Well, to answer your initial question- you are not nuts!
Hope you find somebody to get it done.


----------



## mutedblade (12 mo ago)

Our local power provider (Rappahannock Electric Cooperative) does a transfer switch install with 40' of 6/4 SOOW for $1100. Maybe check with the utility provider and see if they offer something like that.


----------



## Mike M (Sep 5, 2021)

I would call my local regional trade school and inquire about referrals of recent graduates that have gone on the earn their license..
I am sure that a newly-licensed electrician would welcome a chance to add to his/her resume.
A well-established electrician with more work than he can handle will toss out higher bids..


----------



## sdowney717 (12 mo ago)

I did it all myself. I actually studied the drawings and cut, bent and shaped the interlock, I did buy the official square-d shield that goes over the breaker inside the box, that was $10, a somewhat worthless functional part, but it is what ID's that breaker as the gen breaker and has a hold down screw.

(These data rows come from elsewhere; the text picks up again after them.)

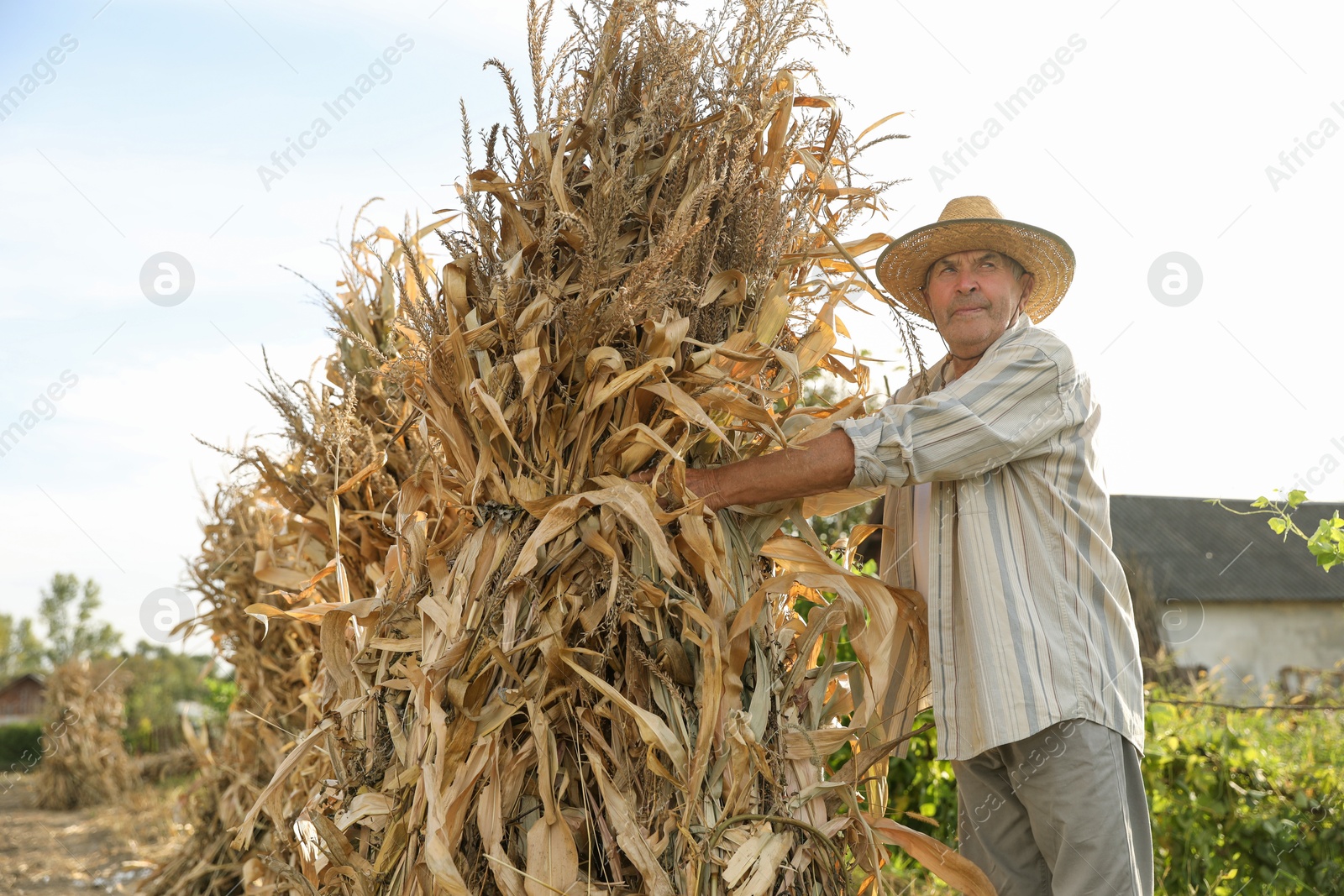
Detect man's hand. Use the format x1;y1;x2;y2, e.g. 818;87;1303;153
630;430;853;511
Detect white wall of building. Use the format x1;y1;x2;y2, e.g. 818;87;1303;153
1158;600;1344;703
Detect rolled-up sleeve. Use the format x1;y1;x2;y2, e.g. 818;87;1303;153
836;341;1077;489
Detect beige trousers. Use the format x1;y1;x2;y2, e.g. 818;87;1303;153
952;719;1153;896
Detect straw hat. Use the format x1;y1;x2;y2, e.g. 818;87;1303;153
878;196;1074;322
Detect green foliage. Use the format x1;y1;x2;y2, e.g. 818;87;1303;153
0;721;42;771
1306;511;1344;572
38;572;121;666
0;614;45;683
1205;489;1344;572
1142;688;1344;896
870;690;1344;896
123;641;234;753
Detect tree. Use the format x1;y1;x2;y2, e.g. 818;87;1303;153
35;572;121;666
0;614;45;683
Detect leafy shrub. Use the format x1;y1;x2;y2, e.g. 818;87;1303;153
865;690;1344;896
0;721;42;771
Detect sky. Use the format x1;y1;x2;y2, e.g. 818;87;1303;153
0;0;1344;655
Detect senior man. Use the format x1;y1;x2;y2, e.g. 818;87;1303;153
666;196;1153;896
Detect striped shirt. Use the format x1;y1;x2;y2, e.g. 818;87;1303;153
837;314;1144;760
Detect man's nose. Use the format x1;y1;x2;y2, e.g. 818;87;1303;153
957;270;979;293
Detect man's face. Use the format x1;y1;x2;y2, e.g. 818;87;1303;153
923;249;1035;358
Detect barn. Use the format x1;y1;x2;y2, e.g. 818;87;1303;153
0;673;45;726
1110;495;1344;703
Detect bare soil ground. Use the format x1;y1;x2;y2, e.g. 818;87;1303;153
0;775;186;896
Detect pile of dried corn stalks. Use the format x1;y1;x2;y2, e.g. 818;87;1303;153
34;659;139;810
141;217;426;896
168;0;992;896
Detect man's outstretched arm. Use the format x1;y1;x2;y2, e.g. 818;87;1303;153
653;428;853;511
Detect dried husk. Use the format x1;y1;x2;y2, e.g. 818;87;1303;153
34;658;139;810
157;0;993;896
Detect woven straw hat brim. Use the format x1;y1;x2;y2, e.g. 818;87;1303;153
878;217;1074;324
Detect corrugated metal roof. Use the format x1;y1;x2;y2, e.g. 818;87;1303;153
1110;495;1344;602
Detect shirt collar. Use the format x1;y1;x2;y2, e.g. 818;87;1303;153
929;312;1035;392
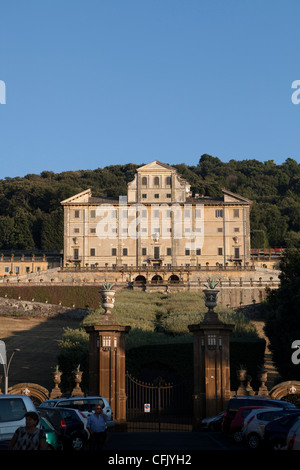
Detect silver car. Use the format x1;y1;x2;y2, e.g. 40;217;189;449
286;418;300;450
40;396;115;428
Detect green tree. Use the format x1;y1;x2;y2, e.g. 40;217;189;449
264;249;300;380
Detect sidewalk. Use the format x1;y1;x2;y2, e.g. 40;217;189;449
103;432;241;452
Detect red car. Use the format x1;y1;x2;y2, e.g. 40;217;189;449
229;406;266;442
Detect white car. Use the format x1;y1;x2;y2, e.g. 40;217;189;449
40;396;115;428
242;407;287;449
286;417;300;450
0;394;36;441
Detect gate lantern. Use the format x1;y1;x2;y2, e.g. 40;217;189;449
85;289;130;425
189;288;234;429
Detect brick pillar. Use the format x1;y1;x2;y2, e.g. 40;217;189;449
189;290;234;429
85;288;130;425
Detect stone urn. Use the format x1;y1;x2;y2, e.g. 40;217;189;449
203;289;221;323
100;283;116;314
72;368;84;397
236;366;247;396
50;369;62;398
203;289;219;311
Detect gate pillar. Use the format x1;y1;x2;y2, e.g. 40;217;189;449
189;289;234;429
85;291;130;425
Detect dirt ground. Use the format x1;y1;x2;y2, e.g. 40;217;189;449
0;316;80;393
0;316;277;398
251;320;279;390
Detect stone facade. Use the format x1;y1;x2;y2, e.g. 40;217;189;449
61;161;252;268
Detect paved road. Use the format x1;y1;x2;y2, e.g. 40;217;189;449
103;432;247;451
0;432;247;453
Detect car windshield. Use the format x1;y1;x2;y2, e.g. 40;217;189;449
0;398;27;423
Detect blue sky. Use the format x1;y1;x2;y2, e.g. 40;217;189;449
0;0;300;178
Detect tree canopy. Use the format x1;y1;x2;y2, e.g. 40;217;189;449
264;248;300;380
0;154;300;250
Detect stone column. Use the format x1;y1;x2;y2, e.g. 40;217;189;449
189;289;234;429
85;291;130;425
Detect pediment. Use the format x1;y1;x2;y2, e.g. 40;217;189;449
137;160;176;173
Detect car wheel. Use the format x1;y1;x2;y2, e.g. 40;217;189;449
233;431;243;442
71;436;83;450
247;433;260;449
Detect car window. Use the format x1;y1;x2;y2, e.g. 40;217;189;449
241;410;252;418
89;398;104;409
60;410;73;421
39;401;56;408
0;398;27;423
257;411;275;421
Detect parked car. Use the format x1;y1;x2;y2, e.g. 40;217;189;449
223;396;296;433
243;407;293;449
0;394;36;441
264;409;300;450
201;411;224;431
39;396;115;428
37;406;89;450
286;418;300;450
40;417;63;450
229;406;265;442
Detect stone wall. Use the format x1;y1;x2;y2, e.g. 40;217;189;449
0;297;87;320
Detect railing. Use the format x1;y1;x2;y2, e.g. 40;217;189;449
60;265;256;273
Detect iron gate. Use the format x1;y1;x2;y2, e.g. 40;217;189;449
126;373;192;432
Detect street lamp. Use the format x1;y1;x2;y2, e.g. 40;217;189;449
0;341;20;395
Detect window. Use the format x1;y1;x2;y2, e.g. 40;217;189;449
0;397;27;426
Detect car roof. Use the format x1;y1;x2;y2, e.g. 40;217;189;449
238;405;269;411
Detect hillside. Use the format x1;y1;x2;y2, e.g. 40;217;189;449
0;154;300;251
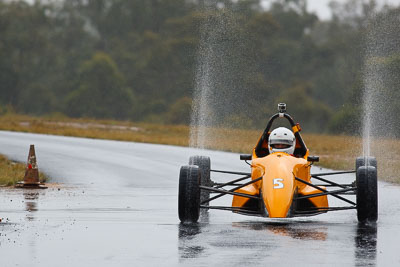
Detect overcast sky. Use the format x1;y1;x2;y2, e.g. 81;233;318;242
264;0;400;20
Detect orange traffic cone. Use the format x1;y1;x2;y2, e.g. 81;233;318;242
17;145;47;189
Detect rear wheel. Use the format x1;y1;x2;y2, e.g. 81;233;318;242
356;166;378;222
189;156;213;206
178;165;200;222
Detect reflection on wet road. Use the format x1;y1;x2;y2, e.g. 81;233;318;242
0;132;400;266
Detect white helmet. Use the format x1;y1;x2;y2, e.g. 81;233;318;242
268;127;296;155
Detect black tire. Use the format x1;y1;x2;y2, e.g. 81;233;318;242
178;165;200;223
356;157;378;171
189;156;213;206
356;166;378;222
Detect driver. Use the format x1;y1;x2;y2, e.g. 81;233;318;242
268;127;296;155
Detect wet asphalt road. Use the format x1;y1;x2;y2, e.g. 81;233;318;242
0;132;400;266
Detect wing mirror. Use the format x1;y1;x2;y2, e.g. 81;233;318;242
240;154;252;160
307;156;319;162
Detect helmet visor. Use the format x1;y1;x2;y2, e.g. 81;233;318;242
269;139;293;146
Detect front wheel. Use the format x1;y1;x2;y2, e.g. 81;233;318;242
178;165;200;223
356;166;378;222
189;156;213;206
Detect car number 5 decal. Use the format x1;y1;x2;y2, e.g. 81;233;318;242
274;178;283;189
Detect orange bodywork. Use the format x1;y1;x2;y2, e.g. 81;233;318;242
232;151;328;218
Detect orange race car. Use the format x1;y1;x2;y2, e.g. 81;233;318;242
178;103;378;222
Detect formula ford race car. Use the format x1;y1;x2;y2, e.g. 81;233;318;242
178;103;378;223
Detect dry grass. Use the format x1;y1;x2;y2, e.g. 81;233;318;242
0;114;400;182
0;155;47;186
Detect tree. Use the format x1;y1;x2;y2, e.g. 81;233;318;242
66;52;134;119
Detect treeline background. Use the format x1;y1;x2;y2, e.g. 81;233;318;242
0;0;400;134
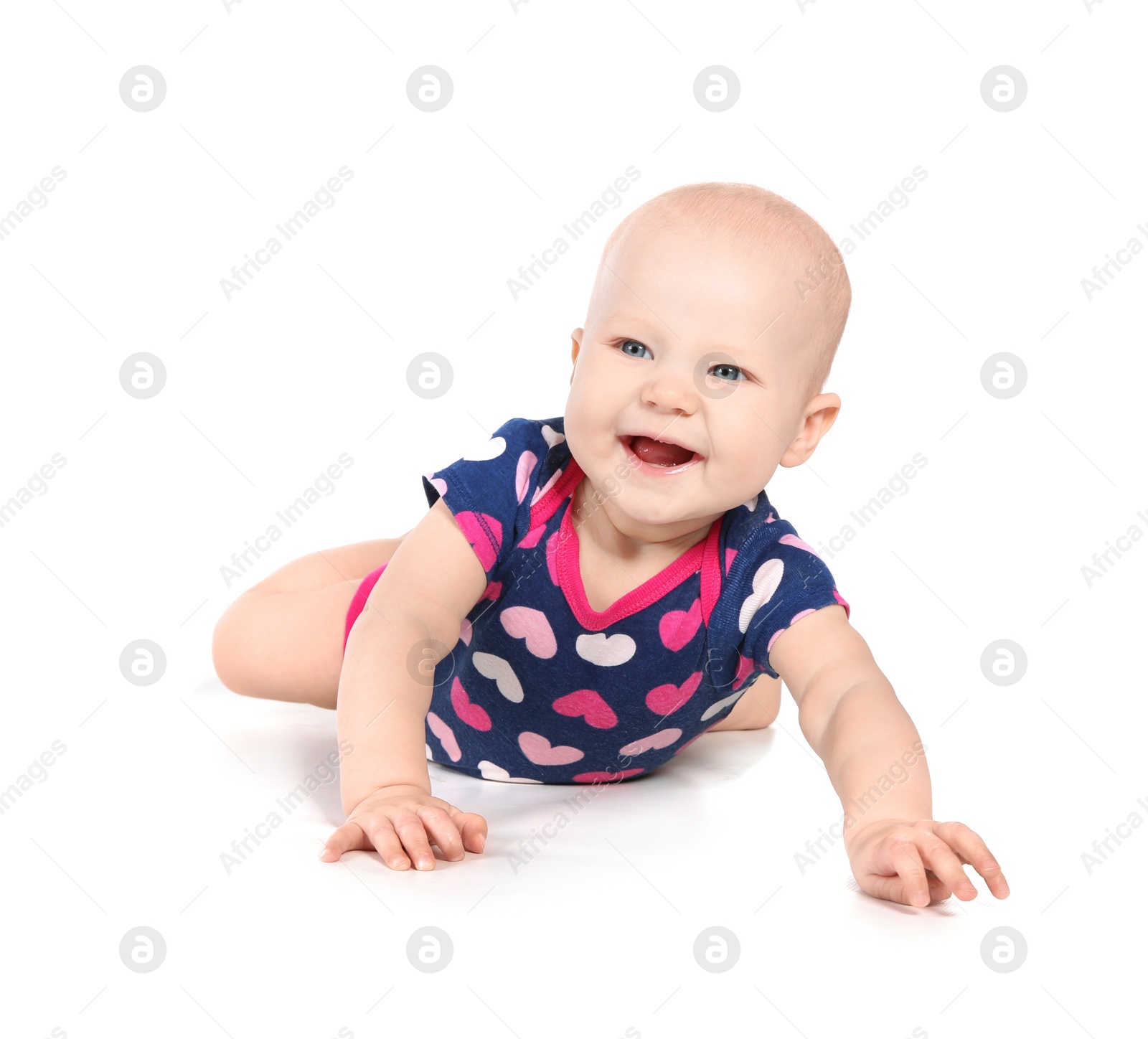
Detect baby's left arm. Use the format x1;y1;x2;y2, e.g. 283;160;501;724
769;606;1008;906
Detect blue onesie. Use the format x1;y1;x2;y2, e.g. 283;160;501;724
410;417;850;783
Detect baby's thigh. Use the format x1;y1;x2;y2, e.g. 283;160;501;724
243;530;411;595
706;674;782;733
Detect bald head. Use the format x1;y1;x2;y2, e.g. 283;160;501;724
587;182;852;396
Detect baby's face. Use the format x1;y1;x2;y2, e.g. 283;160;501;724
565;217;839;526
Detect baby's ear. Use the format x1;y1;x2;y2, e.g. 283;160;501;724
779;394;842;469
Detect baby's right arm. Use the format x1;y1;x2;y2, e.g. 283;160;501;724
319;498;488;869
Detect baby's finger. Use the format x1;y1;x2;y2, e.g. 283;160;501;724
888;837;928;906
933;822;1008;898
319;822;370;862
417;805;466;862
390;809;434;869
917;832;977;903
451;812;486;853
360;815;411;869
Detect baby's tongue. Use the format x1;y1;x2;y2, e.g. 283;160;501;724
630;436;693;465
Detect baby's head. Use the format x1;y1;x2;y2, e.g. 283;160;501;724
565;184;851;536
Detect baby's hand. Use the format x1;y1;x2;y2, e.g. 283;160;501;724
319;786;486;869
846;819;1008;906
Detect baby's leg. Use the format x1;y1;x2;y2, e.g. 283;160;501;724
211;532;410;708
706;674;782;733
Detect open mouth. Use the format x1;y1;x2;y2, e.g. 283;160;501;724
618;435;702;472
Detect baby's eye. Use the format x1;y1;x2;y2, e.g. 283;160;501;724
618;339;650;357
710;364;745;382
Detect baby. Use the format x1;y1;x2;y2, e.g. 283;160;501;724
212;184;1008;906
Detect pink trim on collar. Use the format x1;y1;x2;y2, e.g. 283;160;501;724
530;455;582;530
555;489;721;631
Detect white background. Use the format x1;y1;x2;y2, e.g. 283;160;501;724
0;0;1148;1039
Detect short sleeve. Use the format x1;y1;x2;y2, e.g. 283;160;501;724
423;418;560;576
729;519;850;679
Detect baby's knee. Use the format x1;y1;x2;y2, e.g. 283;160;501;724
211;593;253;696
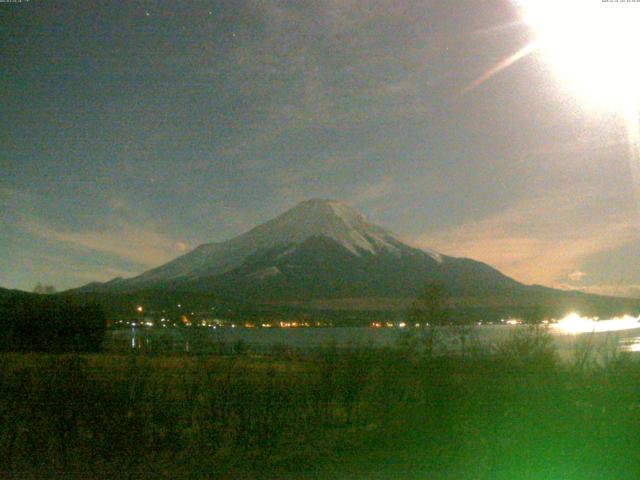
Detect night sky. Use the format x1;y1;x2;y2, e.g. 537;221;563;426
0;0;640;295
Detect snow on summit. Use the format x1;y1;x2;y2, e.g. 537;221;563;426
245;199;398;255
120;199;439;284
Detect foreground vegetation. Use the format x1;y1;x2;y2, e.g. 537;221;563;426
0;330;640;480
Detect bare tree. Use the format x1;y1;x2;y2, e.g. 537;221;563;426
409;283;451;356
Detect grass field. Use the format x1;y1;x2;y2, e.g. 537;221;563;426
0;328;640;480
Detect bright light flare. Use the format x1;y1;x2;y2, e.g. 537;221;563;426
513;0;640;111
551;313;640;335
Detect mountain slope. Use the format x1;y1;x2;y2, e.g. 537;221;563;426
84;199;517;298
77;200;635;313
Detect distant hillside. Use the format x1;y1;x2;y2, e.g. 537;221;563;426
68;200;640;318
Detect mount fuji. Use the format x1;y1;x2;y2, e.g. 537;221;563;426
74;199;637;318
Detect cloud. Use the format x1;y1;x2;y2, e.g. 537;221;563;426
412;189;638;288
23;219;189;268
567;270;588;282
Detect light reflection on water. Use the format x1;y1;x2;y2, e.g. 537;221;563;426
107;317;640;359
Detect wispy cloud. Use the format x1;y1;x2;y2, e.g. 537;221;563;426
413;192;638;287
23;219;189;267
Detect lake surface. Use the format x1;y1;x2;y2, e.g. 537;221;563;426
107;325;640;359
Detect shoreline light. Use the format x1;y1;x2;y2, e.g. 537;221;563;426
551;312;640;335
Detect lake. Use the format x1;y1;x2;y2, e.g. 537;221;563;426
106;319;640;358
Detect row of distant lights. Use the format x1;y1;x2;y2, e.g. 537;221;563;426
129;303;640;334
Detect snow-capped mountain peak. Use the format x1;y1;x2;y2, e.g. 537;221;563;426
100;199;440;286
238;199;398;255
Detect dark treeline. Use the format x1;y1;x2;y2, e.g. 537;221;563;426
0;294;106;353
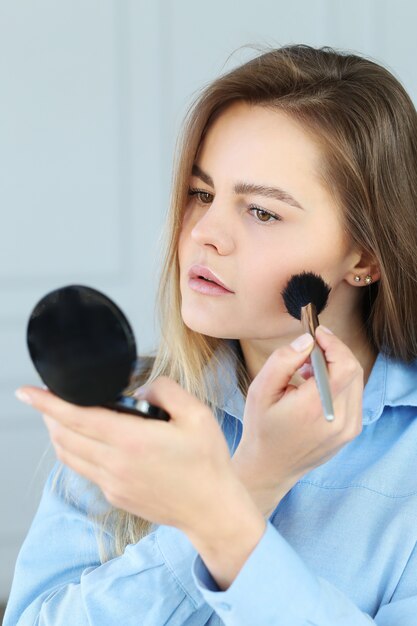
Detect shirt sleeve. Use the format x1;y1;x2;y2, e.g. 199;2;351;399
3;463;217;626
193;521;417;626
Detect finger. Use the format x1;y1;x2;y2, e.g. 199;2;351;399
134;376;211;425
316;326;363;393
248;333;314;408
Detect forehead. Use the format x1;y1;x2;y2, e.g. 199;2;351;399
197;102;322;184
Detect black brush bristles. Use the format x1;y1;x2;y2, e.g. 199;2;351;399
281;272;331;320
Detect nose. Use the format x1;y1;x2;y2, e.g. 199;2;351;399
191;200;236;256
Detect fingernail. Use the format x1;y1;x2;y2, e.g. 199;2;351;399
290;333;314;352
133;385;148;398
318;324;333;335
14;389;32;404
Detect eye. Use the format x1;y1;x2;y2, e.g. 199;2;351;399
188;188;213;204
249;206;282;224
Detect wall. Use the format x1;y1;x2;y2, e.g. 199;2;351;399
0;0;417;601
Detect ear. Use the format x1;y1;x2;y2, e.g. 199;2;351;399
345;252;381;287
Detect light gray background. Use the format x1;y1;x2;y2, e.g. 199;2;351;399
0;0;417;601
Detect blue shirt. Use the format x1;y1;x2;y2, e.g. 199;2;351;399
4;354;417;626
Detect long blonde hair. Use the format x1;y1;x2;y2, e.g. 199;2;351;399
52;45;417;560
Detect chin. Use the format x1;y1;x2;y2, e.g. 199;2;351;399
181;311;236;339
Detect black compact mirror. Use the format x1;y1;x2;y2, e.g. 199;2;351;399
27;285;170;421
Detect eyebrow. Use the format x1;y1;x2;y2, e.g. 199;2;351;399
191;163;305;210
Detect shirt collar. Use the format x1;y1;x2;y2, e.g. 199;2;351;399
213;341;417;425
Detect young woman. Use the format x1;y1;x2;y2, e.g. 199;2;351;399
4;45;417;626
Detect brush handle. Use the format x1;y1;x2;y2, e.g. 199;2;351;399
301;303;334;422
310;343;334;422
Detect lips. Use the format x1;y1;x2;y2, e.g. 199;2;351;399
188;265;234;293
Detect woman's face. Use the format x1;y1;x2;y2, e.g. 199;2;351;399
179;103;360;339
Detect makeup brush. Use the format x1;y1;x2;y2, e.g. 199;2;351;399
281;272;334;422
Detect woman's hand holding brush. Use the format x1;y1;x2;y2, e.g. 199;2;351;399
233;326;363;517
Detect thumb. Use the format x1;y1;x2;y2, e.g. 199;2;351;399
133;376;210;422
248;333;314;409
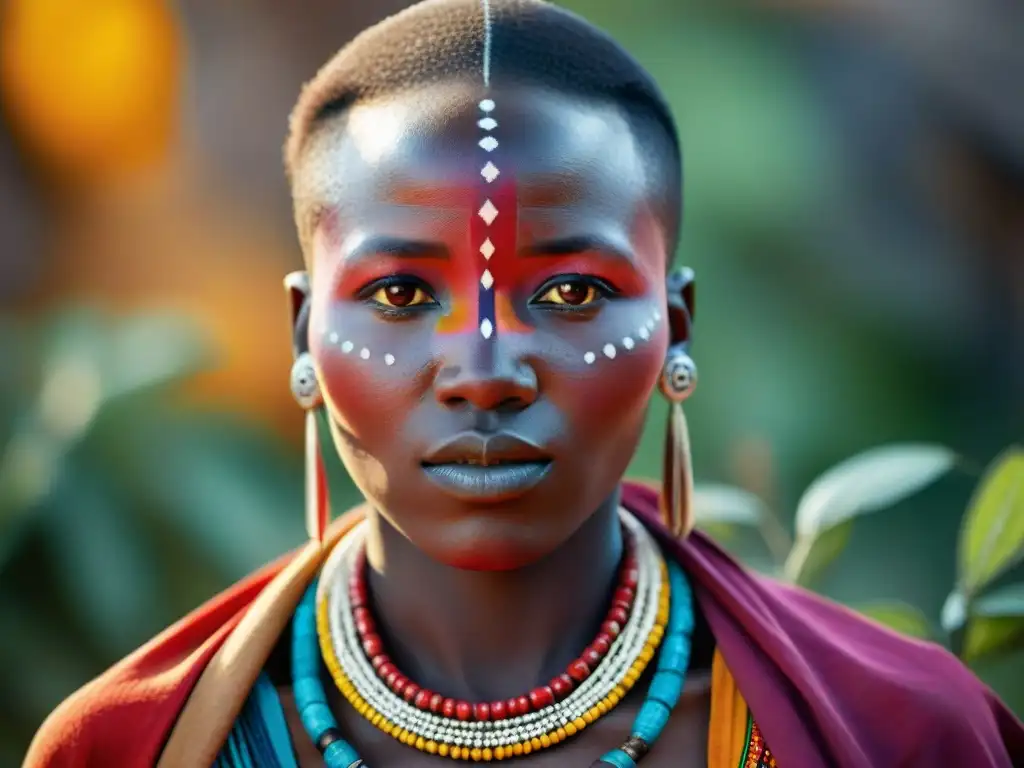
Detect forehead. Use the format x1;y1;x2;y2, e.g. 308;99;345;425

The interlock kits are cheap, and if your careful and know about electric things, you can DIY and save a lot of cash. Your turning off the main breaker, so all the distribution breakers are unpowered. 

I also before that replaced the fuse box and upgraded to 200 amp service, it all passed the inspector.
Got pretty good prices, maybe $300 total for parts. Went with Homeline since it was a clearance box from HD, Second one I did was FIL house for sale, used a GE box. Very nice box, even could split the neutral each side if you wanted. Also very long full box was a little over $100 and has tin plate copper buss bars. It had to be ordered, not in store at the HD. Now this was about 6 yrs ago.

The entire job quote from a trusted electric company tech for that job would have cost $1000 and used a QO box. I showed him the nice GE box online and he liked it but the company only used Square-D, but if I bought it he would install it for me anyway.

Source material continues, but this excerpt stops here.